Title: RE: Single Signon
You might get a giggle out of this:
 
http://www.mysso.com
 
This is something we developed last summer that works along the lines you discussed below. It uses OpenLDAP with SSL and works with IE5.x and some Win32 apps such as Outlook and TeraTermSSH. It can be made to work with more apps just by adding additional objects to the directory.
 
You are right about the security problems, but you need to balance those against the alternative: crib sheets or easily-guessed passwords. There may be a net gain... Everyone has a different opinion.
 
The client is at the beta stage right now, and the website is really just a proof-of-concept to show what could be done. We stopped working on it when we couldn't generate enough interest to justify further effort.
 
Enjoy!
 
-Matt
-----Original Message-----
From: owner-openldap-software@OpenLDAP.org [mailto:owner-openldap-software@OpenLDAP.org]On Behalf Of Barnes, Todd
Sent: Wednesday, August 15, 2001 4:40 PM
To: openldap list
Subject: RE: Single Signon

Maybe you have a single-sign-on application that runs on the client platform, takes the user credentials and authenticates to the server retaining the connection handle.  Each subsequent application could request that your sign on application query the server for an attribute that is associated with the new application.  These attributes could have ACL's applied to them to disallow access to all but those allowed to access them.  The sign on app can then return success or failure to the calling app, approving the activity or not.

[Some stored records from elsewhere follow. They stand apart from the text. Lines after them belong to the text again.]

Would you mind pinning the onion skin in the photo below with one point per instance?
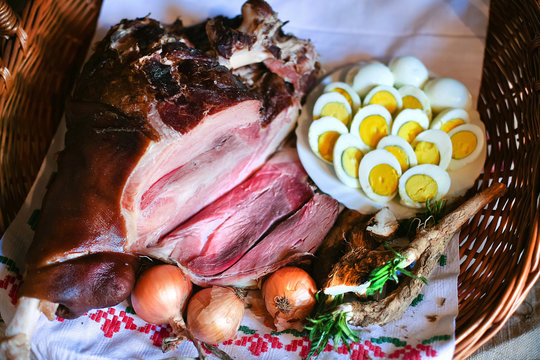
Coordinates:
(214, 314)
(289, 296)
(160, 294)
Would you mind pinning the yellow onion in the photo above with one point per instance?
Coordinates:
(214, 314)
(160, 295)
(289, 296)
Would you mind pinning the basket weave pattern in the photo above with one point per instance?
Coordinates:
(38, 78)
(499, 248)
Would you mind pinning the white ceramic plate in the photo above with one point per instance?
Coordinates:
(325, 178)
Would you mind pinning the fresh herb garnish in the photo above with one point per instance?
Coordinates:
(434, 212)
(389, 271)
(329, 323)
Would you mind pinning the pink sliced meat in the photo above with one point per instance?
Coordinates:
(161, 125)
(220, 234)
(294, 238)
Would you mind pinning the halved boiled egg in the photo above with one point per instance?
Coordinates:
(467, 143)
(408, 70)
(323, 135)
(335, 105)
(423, 182)
(371, 75)
(371, 124)
(433, 147)
(409, 123)
(449, 119)
(348, 153)
(347, 91)
(414, 98)
(401, 149)
(447, 93)
(379, 174)
(386, 96)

For a website, you could build a hierarchy in LDAP matching your URL's.  ACL's could be applied to each node. Your "browser" app would run through the approval stage for each page before navigating.

This scheme has some obvious security problems, but I think they are pretty obvious.  When your security is in the client, it's susceptible.  Maybe it can serve as a catalyst for something that will work for you.

-----Original Message-----
From: Thomas Gagne [mailto:tgagne@ix.netcom.com]
Sent: Wednesday, August 15, 2001 4:15 PM
To: openldap list
Subject: Single Signon


I figure for this to work, there must be a way for LDAP clients to determine
if a user is logged-into the system.  There probably also has to be something
unique the user's client can pass my application so I can compare it with
something stored in LDAP to see if they're the same--to get around people
masquerading as users already logged-in.

Has anyone done this with LDAP and has suggestions on how to do it?  I'd like
for our web application and our transaction processor to share the same login,
and not have to badger the user twice for a password.